Confidence intervals for derivatives of splines in GAMs

Gavin Simpson

Update!

The original version of this post claimed to produce simultaneous confidence intervals. It was wrong; these are nowhere near a simultaneous interval. For one way to compute a simltaneous interval see this newer post.
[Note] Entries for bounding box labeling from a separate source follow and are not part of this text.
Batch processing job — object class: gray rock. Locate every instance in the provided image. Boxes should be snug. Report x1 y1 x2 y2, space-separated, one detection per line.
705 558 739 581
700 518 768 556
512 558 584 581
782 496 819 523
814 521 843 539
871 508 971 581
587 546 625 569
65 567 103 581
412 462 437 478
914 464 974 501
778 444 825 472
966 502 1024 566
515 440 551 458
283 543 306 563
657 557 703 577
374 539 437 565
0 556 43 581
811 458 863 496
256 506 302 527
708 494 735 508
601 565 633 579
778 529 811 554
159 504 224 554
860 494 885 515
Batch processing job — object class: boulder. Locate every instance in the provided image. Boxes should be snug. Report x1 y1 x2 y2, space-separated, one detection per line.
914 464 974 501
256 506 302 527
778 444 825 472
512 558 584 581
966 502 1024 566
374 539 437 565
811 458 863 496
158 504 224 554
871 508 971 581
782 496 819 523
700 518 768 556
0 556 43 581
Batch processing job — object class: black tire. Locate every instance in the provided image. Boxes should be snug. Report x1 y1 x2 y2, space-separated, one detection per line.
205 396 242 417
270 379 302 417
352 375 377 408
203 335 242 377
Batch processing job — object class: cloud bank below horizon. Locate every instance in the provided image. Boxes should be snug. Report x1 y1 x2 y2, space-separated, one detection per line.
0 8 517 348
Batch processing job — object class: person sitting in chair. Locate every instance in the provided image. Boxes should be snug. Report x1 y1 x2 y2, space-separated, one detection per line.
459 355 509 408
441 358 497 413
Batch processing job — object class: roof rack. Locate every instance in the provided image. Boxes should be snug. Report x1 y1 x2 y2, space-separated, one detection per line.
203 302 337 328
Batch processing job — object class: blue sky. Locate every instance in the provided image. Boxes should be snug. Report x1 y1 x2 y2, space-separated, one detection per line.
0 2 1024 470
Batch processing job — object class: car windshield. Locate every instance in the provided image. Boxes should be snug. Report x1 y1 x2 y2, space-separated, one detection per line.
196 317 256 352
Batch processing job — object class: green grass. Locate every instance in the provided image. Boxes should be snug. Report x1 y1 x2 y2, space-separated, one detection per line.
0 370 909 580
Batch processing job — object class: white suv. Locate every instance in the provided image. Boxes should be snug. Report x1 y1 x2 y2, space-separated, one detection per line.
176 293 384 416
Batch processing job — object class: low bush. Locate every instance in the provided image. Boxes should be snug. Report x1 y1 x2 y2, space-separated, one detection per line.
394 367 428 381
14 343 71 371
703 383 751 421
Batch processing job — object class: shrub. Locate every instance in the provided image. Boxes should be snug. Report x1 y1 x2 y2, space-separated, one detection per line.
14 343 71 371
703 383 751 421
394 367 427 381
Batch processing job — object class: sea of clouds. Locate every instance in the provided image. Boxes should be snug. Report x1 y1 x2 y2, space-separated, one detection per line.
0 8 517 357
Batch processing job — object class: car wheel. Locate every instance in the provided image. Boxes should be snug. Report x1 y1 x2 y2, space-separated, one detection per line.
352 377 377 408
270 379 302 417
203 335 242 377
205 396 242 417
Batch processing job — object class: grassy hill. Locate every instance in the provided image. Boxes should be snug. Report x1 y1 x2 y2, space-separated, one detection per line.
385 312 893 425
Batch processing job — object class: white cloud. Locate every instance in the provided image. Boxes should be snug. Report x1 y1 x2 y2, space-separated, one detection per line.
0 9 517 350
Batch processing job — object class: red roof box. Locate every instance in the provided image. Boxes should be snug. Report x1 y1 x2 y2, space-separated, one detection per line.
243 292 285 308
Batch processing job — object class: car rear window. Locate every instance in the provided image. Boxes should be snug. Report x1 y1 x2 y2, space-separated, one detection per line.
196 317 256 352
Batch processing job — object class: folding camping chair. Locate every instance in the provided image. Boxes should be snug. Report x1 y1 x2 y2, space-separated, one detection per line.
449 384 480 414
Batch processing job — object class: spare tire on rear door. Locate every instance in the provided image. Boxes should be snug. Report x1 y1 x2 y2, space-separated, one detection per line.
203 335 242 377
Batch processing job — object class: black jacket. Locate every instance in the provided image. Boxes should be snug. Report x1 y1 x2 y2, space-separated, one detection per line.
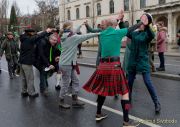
35 37 60 70
19 32 48 65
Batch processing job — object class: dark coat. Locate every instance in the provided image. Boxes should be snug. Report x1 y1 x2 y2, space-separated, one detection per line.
35 37 60 70
127 27 155 73
19 32 48 65
0 38 19 60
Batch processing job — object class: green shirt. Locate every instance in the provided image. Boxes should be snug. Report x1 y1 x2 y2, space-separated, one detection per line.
100 27 128 58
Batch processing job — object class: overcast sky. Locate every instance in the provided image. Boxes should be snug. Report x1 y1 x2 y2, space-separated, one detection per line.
8 0 38 17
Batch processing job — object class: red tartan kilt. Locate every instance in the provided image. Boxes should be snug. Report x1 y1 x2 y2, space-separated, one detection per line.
83 62 129 96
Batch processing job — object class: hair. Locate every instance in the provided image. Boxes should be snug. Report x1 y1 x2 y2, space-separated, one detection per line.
106 18 117 26
49 34 58 39
158 21 164 27
63 21 72 30
47 23 55 28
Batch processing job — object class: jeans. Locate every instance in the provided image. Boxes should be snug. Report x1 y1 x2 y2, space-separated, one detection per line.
59 65 79 99
159 52 165 68
128 72 159 104
39 70 48 92
20 64 36 95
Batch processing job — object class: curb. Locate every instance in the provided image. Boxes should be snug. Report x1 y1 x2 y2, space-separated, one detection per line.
82 49 180 57
78 62 180 81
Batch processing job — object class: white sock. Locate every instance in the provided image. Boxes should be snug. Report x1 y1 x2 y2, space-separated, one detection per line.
56 73 62 86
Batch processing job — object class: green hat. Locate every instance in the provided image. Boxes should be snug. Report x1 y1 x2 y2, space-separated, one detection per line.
136 19 141 23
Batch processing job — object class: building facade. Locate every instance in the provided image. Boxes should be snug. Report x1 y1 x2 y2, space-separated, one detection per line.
59 0 180 44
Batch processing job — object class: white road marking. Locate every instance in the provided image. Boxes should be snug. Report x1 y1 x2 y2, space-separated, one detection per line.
83 56 180 67
78 97 161 127
1 68 8 73
1 69 161 127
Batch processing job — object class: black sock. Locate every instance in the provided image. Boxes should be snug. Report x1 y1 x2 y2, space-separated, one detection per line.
96 95 106 114
121 100 131 122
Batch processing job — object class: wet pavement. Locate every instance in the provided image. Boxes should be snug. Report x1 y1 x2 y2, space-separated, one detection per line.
0 56 180 127
79 50 180 75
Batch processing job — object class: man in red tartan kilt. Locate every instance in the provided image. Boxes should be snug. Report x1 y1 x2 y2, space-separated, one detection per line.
83 16 149 126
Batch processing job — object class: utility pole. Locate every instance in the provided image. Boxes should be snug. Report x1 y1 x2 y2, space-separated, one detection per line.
92 0 95 28
130 0 134 25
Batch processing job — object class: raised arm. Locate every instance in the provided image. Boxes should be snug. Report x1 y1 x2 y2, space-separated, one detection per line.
145 26 155 42
85 24 102 33
74 33 99 44
0 40 7 57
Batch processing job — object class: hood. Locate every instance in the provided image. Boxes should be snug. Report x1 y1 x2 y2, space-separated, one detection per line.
160 27 167 32
61 32 73 42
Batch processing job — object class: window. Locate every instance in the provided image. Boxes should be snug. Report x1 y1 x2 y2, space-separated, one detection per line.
76 8 79 19
159 0 166 4
67 10 71 20
109 0 114 14
86 6 90 17
97 3 101 15
124 0 129 11
140 0 146 9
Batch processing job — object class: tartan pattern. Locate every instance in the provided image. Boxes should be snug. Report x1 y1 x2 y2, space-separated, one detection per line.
83 62 129 96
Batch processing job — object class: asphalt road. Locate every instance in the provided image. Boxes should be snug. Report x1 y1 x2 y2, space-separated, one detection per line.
79 51 180 75
0 59 180 127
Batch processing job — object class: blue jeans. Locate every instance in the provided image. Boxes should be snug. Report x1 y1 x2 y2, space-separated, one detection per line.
128 72 159 104
159 52 165 68
39 70 48 92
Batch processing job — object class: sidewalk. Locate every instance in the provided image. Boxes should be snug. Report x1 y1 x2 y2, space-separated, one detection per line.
78 47 180 81
82 47 180 57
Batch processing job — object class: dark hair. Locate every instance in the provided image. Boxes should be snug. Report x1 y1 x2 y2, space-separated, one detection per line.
47 23 55 28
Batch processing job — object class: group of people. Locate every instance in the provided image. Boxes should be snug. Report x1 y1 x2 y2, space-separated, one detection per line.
0 11 179 127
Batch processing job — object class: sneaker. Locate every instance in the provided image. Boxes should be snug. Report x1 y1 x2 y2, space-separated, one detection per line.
41 90 49 97
29 93 39 98
156 67 165 71
114 94 119 99
96 114 108 121
21 92 29 97
123 120 141 127
72 95 85 108
155 103 161 114
59 99 71 109
55 85 61 90
72 100 85 108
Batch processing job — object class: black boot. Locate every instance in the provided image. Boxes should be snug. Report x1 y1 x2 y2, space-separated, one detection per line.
155 102 161 114
59 99 71 109
121 100 139 127
72 95 85 107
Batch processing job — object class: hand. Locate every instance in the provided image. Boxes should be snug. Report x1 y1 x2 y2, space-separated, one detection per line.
46 28 54 33
141 15 149 26
49 65 55 70
118 9 124 21
84 20 88 25
55 56 60 62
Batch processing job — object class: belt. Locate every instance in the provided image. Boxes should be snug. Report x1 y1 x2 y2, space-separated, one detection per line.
100 57 120 62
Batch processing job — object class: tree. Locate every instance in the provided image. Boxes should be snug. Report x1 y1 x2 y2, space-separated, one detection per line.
0 0 8 33
35 0 59 28
13 1 21 17
9 6 18 31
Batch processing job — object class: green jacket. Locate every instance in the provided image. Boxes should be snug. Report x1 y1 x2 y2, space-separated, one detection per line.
0 39 19 60
86 25 103 66
127 27 155 73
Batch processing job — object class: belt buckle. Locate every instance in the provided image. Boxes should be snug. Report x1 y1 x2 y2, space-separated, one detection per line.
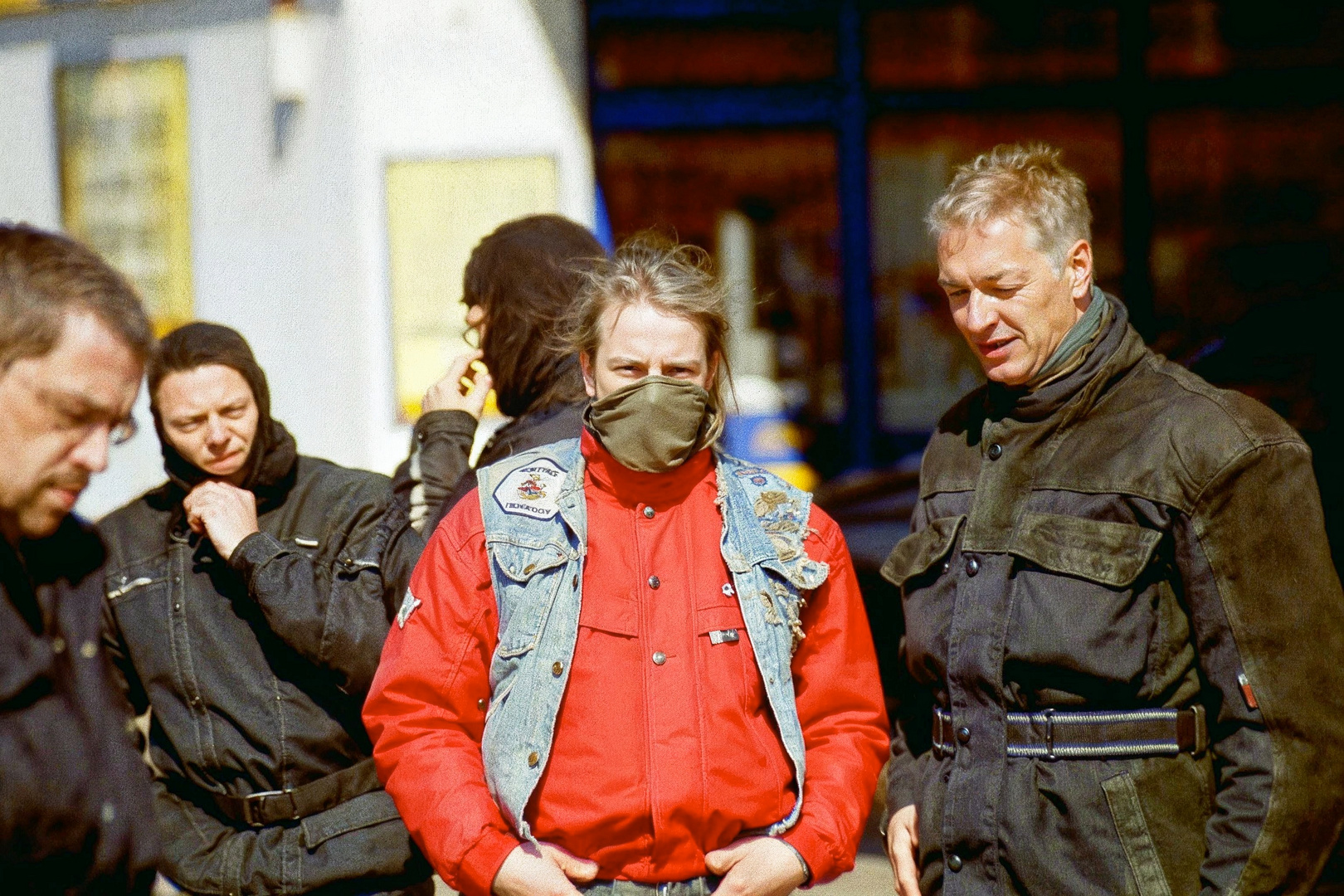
243 790 299 827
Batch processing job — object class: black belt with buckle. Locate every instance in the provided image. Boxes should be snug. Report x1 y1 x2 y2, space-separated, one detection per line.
933 705 1208 759
168 759 383 827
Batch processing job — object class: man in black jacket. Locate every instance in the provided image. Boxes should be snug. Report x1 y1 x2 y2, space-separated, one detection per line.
100 323 430 894
0 224 158 894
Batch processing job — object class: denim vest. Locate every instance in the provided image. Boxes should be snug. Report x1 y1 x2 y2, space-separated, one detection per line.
479 438 830 842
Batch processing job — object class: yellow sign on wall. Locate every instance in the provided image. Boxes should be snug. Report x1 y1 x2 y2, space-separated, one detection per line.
56 58 192 334
387 157 559 421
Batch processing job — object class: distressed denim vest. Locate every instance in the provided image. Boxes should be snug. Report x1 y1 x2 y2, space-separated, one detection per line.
477 438 830 842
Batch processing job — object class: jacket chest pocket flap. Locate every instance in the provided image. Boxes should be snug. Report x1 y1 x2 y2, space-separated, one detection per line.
882 514 967 588
485 542 570 657
1010 514 1162 588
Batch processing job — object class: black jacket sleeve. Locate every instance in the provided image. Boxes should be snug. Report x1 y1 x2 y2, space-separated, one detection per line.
392 411 477 538
0 550 158 894
228 480 423 696
1173 439 1344 894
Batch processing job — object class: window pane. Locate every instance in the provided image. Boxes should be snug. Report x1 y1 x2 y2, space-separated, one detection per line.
592 23 835 89
56 58 192 334
869 2 1118 89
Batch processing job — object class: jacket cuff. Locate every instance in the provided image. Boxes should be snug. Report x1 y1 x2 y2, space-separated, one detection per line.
879 752 933 837
780 820 833 887
411 411 477 445
228 532 285 584
455 827 522 896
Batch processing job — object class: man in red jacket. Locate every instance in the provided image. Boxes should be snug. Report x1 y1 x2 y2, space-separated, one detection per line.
364 236 887 896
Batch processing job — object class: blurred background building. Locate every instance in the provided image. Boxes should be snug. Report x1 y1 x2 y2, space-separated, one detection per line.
0 0 596 517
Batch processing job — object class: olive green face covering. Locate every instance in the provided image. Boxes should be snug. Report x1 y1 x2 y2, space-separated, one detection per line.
585 376 719 473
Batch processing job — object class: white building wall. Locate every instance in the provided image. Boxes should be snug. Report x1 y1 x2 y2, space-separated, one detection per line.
0 0 594 517
0 41 61 228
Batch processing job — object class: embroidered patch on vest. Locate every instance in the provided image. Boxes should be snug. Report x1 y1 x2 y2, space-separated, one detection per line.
494 458 566 520
397 588 421 629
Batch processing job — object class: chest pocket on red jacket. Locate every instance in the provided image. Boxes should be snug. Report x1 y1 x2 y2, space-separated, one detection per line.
485 542 572 657
1008 514 1162 588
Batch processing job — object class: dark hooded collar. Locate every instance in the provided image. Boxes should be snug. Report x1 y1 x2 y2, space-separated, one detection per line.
158 418 299 514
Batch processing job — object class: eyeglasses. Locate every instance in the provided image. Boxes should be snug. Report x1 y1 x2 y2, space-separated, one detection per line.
6 365 139 445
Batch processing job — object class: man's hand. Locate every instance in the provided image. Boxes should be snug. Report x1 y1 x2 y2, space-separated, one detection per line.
887 805 919 896
182 480 258 560
704 837 808 896
490 844 597 896
421 349 494 421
Last time out I looked at one of the complications of time series modelling with smoothers; you have a non-linear trend which may be statistically significant but it may not be increasing or decreasing everywhere. How do we identify where in the series the data are changing? In that post I explained how we can use the first derivatives of the model splines for this purpose, and used the method of finite differences to estimate them. To assess statistical significance of the derivative (the rate of change) I relied upon asymptotic normality and the usual pointwise confidence interval. That interval is fine if looking at just one point on the spline (not of much practical use), but when considering more points at once we have a multiple comparisons issue. Instead, a simultaneous interval is required, and for that we need to revisit a technique I blogged about a few years ago; posterior simulation from the fitted GAM.

To get a headstart on this, I’ll reuse the model we fitted to the CET time series from the previous post. Just copy and paste the code below into your R session

## Load the CET data and process as per other blog post
tmpf <- tempfile()
download.file("https://gist.github.com/gavinsimpson/b52f6d375f57d539818b/raw/2978362d97ee5cc9e7696d2f36f94762554eefdf/load-process-cet-monthly.R",
              tmpf, method = "wget")
source(tmpf)
## Load mgcv and fit the model
require("mgcv")
ctrl <- list(niterEM = 0, msVerbose = TRUE, optimMethod="L-BFGS-B")
m2 <- gamm(Temperature ~ s(nMonth, bs = "cc", k = 12) + s(Time, k = 20),
           data = cet, correlation = corARMA(form = ~ 1|Year, p = 2),
           control = ctrl)
## prediction data
want <- seq(1, nrow(cet), length.out = 200)
pdat <- with(cet,
             data.frame(Time = Time[want], Date = Date[want],
                        nMonth = nMonth[want]))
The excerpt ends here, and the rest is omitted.